In general the initiator performs the discovery of all the devices in a SAN environment. If zoning is not done previously, the initiator will probe and discover all devices on the SAN fabric. As part of the discovery , every device will also be queried to discover its properties and capabilities. On a large this could take forever and be a massive waste of time and resources. So inorder to speed up and smooth this discovery process, the name server was created. Each time any device joins the fabric, it performs a process referred as a fabric login (FLOGI). This FLOGI assigns a 24 bit N-Port IDS to all the devices and specifies the class of service to be used.
After a successful FLOGI process, the device then performs a port login (PLOGI) to the name server to register its capabilities. All devices joining a fabric perform PLOGI to the name server. As part of the PLOGI, the device will ask the name server for a list of devices on the fabric and this is where zoning is helpful. Instead of returning a list of all devices on the fabric, the name server returns only a list of those devices that are zoned so as to accessible from the device performing the PLOGI. This process is quicker and more secure that probing the entire SAN for all the devices and it is also allows for greater control and more flexible SAN management.
Whenever a change takes place in the name server database, the fabric controller sends a Registered State Change Notification (RSCN) to all the nodes impacted by the change. If zoning is not configured, the fabric controller sends the RSCN to all the nodes in the fabric.
Involving the nodes that are not impacted by the change increases the amount of fabric-management traffic. For a large fabric, the amount of FC traffic generated due to this process can be significant and might impact the compute-to-storage data traffic. Zoning helps to limit the number of RSCNs in a fabric. In the presence of zoning, a fabric sends the RSCN to only those nodes in a zone where the change has occurred.
What is Zoning ?
Zoning is an FC switch function that enables node ports within the fabric to be logically segmented into groups and communicate with each other within the group.

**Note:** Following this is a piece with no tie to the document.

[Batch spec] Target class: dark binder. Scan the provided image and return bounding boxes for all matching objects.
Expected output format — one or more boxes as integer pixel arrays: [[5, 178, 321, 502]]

Zoning also provides access control, along with other access control mechanisms, such as LUN masking. Zoning provides control by allowing only the members in the same zone to establish communication with each other. Multiple zones can be grouped together to form a zone set and this zone set is applied to the fabric. Any new zone configured needs to be added to the active zone set in order to applied to the fabric.
Zone members, zones, and zone sets form the hierarchy defined in the zoning process. A zone set is composed of a group of zones that can be activated or deactivated as a single entity in a fabric. Multiple zone sets may be defined in a fabric, but only one zone set can be active at a time. Members are the nodes within the FC SAN that can be included in a zone.
FC switch ports, FC HBA ports, and storage system ports can be members of a zone. A port or node can be a member of multiple zones. Nodes distributed across multiple switches in a switched fabric may also be grouped into the same zone. Zone sets are also referred to as zone configurations.
Best Practices for Zoning
Always keep the zones small so that the troubleshooting may get simpler.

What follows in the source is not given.